Suspension dramatique

Quels sont les risques réels et les conséquences de la suspension russe sur la sécurité alimentaire mondiale ? Olivier De Schutter, rapporteur spécial sur l’extrême pauvreté et les Droits de l’Homme et ancien rapporteur spécial des Nations unies pour le droit à l’alimentation, ne cache pas son inquiétude. "Cette annonce est dramatique. Beaucoup de pays dépendent très largement des exportations de blé et d’autres céréales en provenance de Russie et d’Ukraine pour satisfaire les besoins de leurs populations. Pour plusieurs d’entre eux, cet accord était une véritable ligne de vie."

Pour plusieurs pays, cet accord était une véritable ligne de vie.

Selon les premières estimations, cet accord avait permis l’exportation de 9 millions de tonnes de céréales coincées dans les ports ukrainiens depuis le début du conflit il y a 8 mois. "Des tonnes de maïs, de blé, d’huile de tournesol, de soja, d’orge ou de colza qui ont pu être acheminées depuis les ports de la mer Noire. C’est considérable et on n’a pas pour l’instant beaucoup d’alternatives", constate Olivier de Schutter.
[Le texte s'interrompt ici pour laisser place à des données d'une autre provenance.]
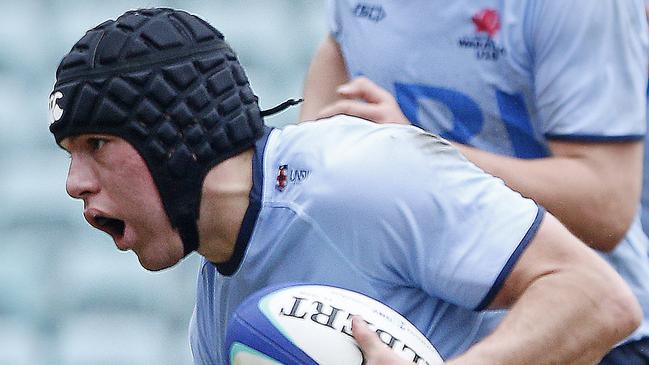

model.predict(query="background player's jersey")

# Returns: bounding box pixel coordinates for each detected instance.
[330,0,649,338]
[190,116,543,364]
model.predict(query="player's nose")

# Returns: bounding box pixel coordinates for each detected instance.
[65,158,99,199]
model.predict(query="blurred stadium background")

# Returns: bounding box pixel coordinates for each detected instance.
[0,0,326,365]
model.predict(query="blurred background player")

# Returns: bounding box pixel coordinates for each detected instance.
[301,0,649,364]
[50,8,641,364]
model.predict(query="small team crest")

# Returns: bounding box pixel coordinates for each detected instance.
[49,91,63,124]
[471,9,500,37]
[458,8,506,61]
[275,165,288,191]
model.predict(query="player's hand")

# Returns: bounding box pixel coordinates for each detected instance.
[352,316,412,365]
[318,77,410,124]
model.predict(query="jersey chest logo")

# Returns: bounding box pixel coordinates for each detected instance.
[458,8,506,61]
[275,165,311,191]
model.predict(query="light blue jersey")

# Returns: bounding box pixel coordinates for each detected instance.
[190,116,543,365]
[330,0,649,340]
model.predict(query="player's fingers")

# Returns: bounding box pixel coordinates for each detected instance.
[318,100,381,122]
[352,316,407,365]
[336,76,396,104]
[352,316,387,357]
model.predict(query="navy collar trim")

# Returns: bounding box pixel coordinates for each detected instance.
[214,126,273,276]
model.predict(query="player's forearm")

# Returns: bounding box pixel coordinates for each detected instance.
[456,144,641,251]
[300,35,348,121]
[447,258,641,365]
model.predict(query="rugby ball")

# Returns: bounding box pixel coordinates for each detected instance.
[224,285,443,365]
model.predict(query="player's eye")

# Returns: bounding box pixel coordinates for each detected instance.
[88,138,107,151]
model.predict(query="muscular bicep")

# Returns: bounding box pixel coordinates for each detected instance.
[300,35,348,121]
[488,213,612,309]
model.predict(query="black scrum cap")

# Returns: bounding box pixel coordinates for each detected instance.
[50,8,264,254]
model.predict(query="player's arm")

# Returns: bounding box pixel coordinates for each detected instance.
[318,77,642,251]
[454,141,642,251]
[300,35,347,121]
[353,214,642,365]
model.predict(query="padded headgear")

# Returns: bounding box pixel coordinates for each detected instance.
[50,8,264,254]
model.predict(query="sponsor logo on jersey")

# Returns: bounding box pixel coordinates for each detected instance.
[352,3,386,23]
[275,165,311,191]
[275,165,288,191]
[458,9,506,61]
[49,91,63,124]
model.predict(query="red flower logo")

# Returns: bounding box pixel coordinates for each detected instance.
[471,9,500,37]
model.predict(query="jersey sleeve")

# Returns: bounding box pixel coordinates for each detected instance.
[524,0,649,141]
[326,0,342,41]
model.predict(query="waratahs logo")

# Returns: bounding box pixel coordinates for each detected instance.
[49,91,63,124]
[458,9,506,61]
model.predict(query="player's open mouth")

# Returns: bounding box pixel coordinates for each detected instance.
[93,215,125,239]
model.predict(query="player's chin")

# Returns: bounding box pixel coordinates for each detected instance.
[135,247,182,271]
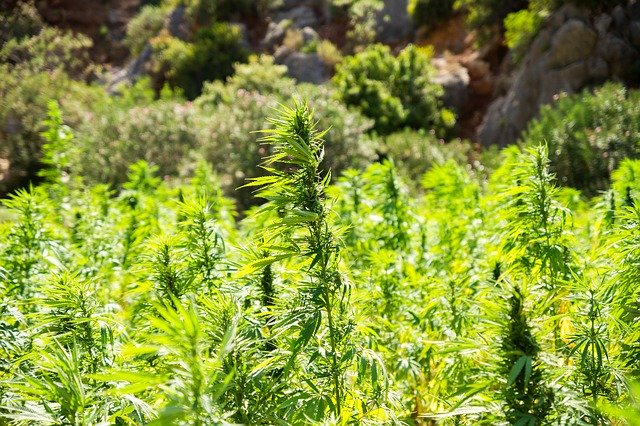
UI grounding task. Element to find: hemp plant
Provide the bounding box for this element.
[240,104,383,423]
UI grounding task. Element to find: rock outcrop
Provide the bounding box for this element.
[478,3,640,146]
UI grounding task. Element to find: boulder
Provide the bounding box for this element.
[478,5,640,146]
[260,21,288,52]
[550,19,598,67]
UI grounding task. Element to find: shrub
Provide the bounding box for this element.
[316,40,343,69]
[0,27,92,78]
[0,1,44,46]
[331,0,384,51]
[521,83,640,195]
[457,0,529,28]
[407,0,454,27]
[379,130,472,182]
[71,100,196,184]
[0,68,94,194]
[152,23,248,99]
[504,9,544,60]
[332,44,452,134]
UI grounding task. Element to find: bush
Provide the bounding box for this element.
[457,0,529,28]
[504,9,544,60]
[152,23,248,99]
[332,44,453,134]
[407,0,455,27]
[0,27,92,78]
[0,1,44,46]
[71,96,196,185]
[379,130,472,183]
[521,83,640,195]
[0,64,104,194]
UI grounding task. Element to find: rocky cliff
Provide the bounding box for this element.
[477,2,640,146]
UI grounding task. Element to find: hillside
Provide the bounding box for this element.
[0,0,640,426]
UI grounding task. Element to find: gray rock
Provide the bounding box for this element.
[273,5,319,28]
[166,6,189,40]
[478,2,640,146]
[557,3,589,21]
[611,5,627,28]
[433,66,471,111]
[260,21,287,52]
[595,13,613,34]
[587,57,609,80]
[301,27,320,44]
[550,19,598,67]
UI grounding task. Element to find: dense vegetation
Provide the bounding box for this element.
[0,0,640,426]
[0,104,640,425]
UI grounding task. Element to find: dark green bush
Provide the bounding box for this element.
[0,1,44,46]
[521,83,640,195]
[152,23,248,99]
[379,130,473,182]
[332,44,454,134]
[457,0,530,28]
[71,87,196,185]
[407,0,455,27]
[0,27,92,78]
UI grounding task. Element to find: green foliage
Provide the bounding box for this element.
[151,22,248,99]
[332,44,453,134]
[379,130,473,182]
[0,1,44,46]
[521,83,640,195]
[407,0,455,27]
[456,0,530,28]
[331,0,384,52]
[504,9,544,60]
[0,98,640,425]
[501,288,554,425]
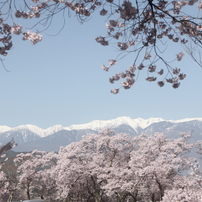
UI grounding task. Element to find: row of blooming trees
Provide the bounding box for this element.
[0,0,202,94]
[0,131,202,202]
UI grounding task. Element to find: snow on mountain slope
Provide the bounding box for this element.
[0,126,11,133]
[0,124,64,137]
[65,116,164,130]
[0,116,202,138]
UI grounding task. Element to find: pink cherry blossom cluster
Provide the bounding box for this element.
[0,0,202,93]
[0,133,202,202]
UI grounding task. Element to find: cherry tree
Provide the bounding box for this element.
[0,0,202,94]
[0,140,17,202]
[10,130,202,202]
[50,133,201,201]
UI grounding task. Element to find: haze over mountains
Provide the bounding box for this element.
[0,117,202,152]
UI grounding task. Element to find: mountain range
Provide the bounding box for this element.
[0,117,202,152]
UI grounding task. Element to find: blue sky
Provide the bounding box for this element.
[0,7,202,128]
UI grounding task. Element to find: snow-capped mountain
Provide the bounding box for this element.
[65,116,164,131]
[0,117,202,151]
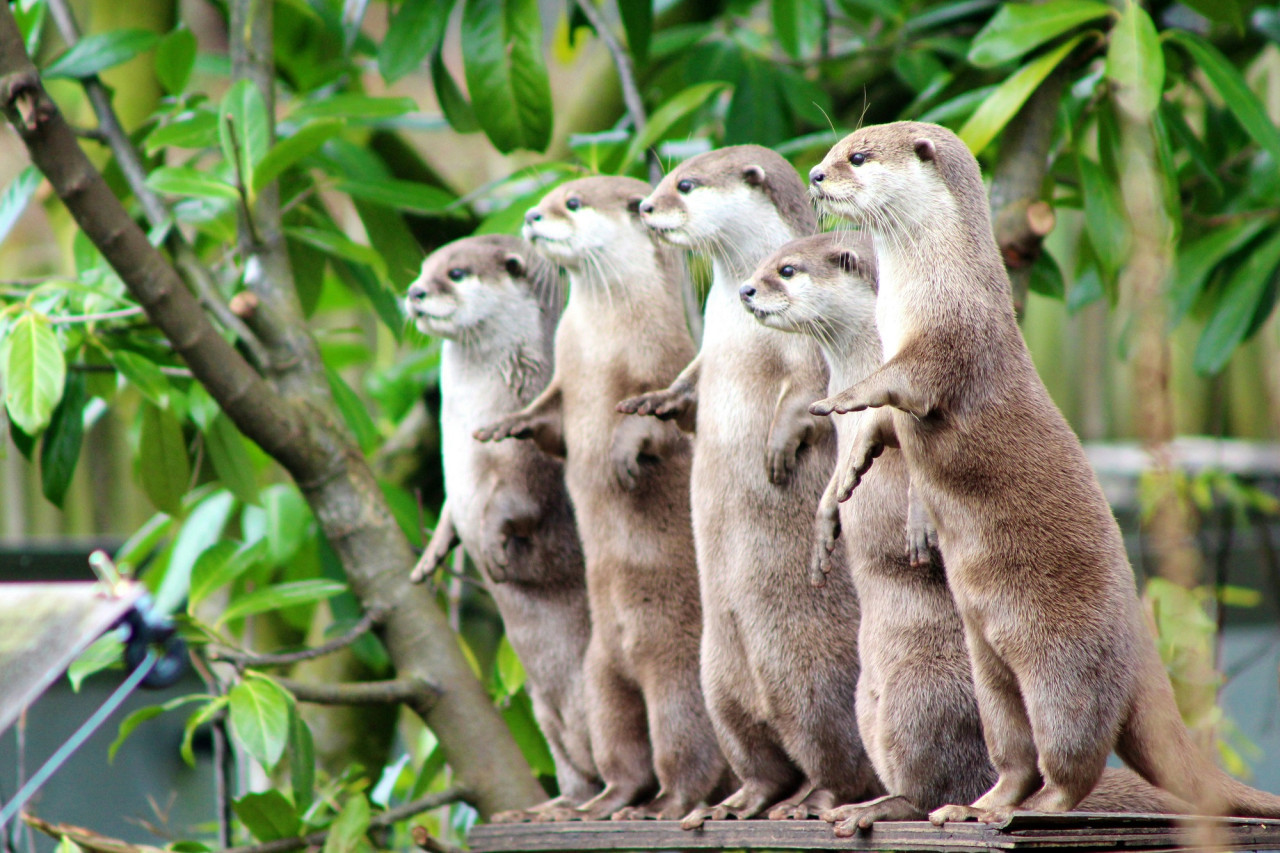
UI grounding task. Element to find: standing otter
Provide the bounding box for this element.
[810,122,1280,822]
[618,145,881,829]
[476,177,726,818]
[404,236,600,821]
[741,232,1190,836]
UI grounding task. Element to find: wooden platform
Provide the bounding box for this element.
[467,812,1280,853]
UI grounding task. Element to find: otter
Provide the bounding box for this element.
[740,231,1190,836]
[476,177,726,818]
[618,145,881,829]
[809,122,1280,824]
[404,236,600,821]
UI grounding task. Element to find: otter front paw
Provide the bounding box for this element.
[809,496,840,587]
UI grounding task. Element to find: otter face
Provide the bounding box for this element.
[640,145,799,248]
[739,232,877,336]
[809,122,952,231]
[404,237,539,341]
[521,177,649,269]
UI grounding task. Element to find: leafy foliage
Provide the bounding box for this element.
[0,0,1280,853]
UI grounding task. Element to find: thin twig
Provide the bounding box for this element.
[573,0,662,183]
[49,305,146,325]
[49,0,269,368]
[210,610,381,667]
[276,678,444,713]
[223,786,470,853]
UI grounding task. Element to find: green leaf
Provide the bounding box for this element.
[178,695,227,767]
[1193,232,1280,375]
[1166,29,1280,167]
[146,167,239,201]
[1106,0,1165,119]
[138,402,191,515]
[462,0,552,154]
[146,110,218,156]
[108,350,170,409]
[325,368,381,453]
[378,0,453,83]
[321,793,370,853]
[284,225,387,274]
[205,414,257,503]
[431,50,480,133]
[769,0,824,59]
[156,26,196,95]
[959,35,1084,155]
[106,694,209,763]
[40,373,87,507]
[4,314,67,435]
[1169,219,1271,323]
[1076,156,1129,275]
[623,82,728,164]
[289,95,417,122]
[618,0,653,65]
[187,539,266,604]
[253,119,342,192]
[969,0,1111,68]
[218,79,271,188]
[289,712,316,811]
[232,788,302,841]
[44,29,157,79]
[497,635,525,695]
[337,178,456,215]
[227,678,291,771]
[215,579,347,626]
[0,167,41,242]
[67,631,124,693]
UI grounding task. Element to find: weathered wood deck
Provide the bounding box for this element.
[467,812,1280,853]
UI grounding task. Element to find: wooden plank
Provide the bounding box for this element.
[467,813,1280,853]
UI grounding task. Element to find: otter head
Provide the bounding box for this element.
[640,145,815,247]
[521,177,652,272]
[404,234,554,343]
[809,122,987,234]
[739,231,877,339]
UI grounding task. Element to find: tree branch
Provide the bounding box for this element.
[991,68,1066,319]
[49,0,266,366]
[276,678,443,713]
[209,611,383,667]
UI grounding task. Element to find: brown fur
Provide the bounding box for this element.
[742,232,1189,836]
[406,236,600,821]
[477,178,726,818]
[810,123,1280,822]
[620,145,879,829]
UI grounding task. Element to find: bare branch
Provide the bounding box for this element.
[276,678,443,713]
[209,611,381,666]
[49,0,268,366]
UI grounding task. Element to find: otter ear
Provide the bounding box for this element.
[827,248,858,273]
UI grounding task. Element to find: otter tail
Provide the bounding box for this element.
[1116,638,1280,817]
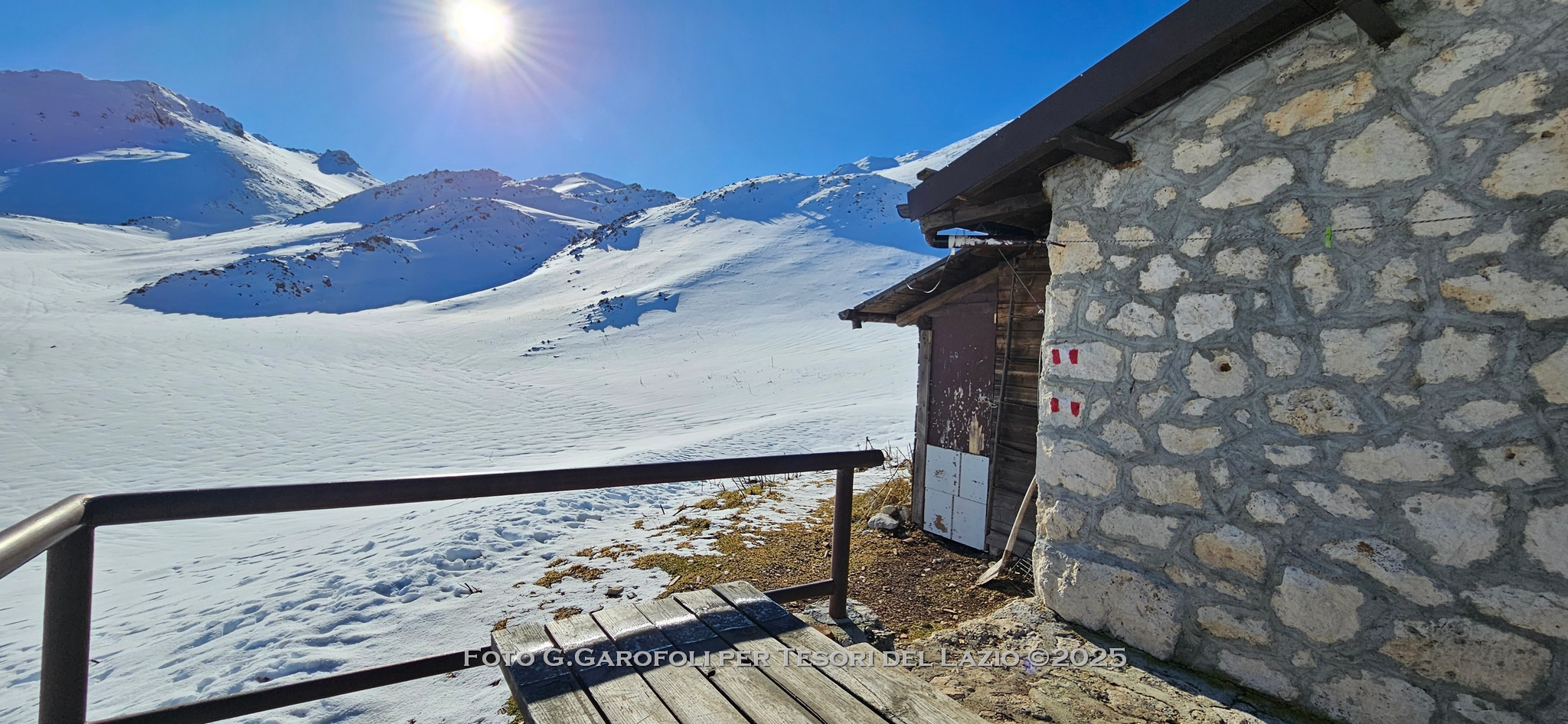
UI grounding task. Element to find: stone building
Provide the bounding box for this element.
[859,0,1568,724]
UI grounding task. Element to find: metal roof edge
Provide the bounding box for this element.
[908,0,1334,220]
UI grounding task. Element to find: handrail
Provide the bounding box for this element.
[0,494,88,579]
[88,450,883,525]
[0,450,883,724]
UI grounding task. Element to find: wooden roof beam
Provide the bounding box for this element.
[920,191,1047,235]
[893,266,1002,328]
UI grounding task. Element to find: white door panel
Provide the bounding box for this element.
[925,445,959,495]
[958,453,991,504]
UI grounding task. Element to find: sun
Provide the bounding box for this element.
[446,0,513,57]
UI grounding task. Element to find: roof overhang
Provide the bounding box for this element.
[839,243,1038,329]
[902,0,1374,230]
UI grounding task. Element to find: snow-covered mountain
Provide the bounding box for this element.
[0,70,380,236]
[126,132,989,317]
[0,69,1003,722]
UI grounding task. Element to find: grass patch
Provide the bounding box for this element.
[658,516,714,537]
[552,606,583,621]
[577,542,643,561]
[533,563,603,588]
[632,476,1032,639]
Avant le conflit en Ukraine, 26 pays dépendaient pour plus de 50% de l'Ukraine et de la Russie combinées pour leurs importations de céréales. Certains de ces pays sont déjà aujourd’hui dans une situation extrêmement périlleuse dans la Corne de l’Afrique notamment où la famine menace déjà près de 20 millions de personnes au Kenya, en Éthiopie et en Somalie.

La décision russe va rendre les choses encore plus difficiles pour ces pays mais aussi pour d’autres pays d’Afrique du Nord comme la Libye et la Tunisie ou encore le Liban et le Yémen. "Donc oui, on a des pays qui sont aujourd’hui gravement menacés par cette suspension et pour lesquels on peut redouter un risque de famine accrue et une catastrophe pour les mois à venir."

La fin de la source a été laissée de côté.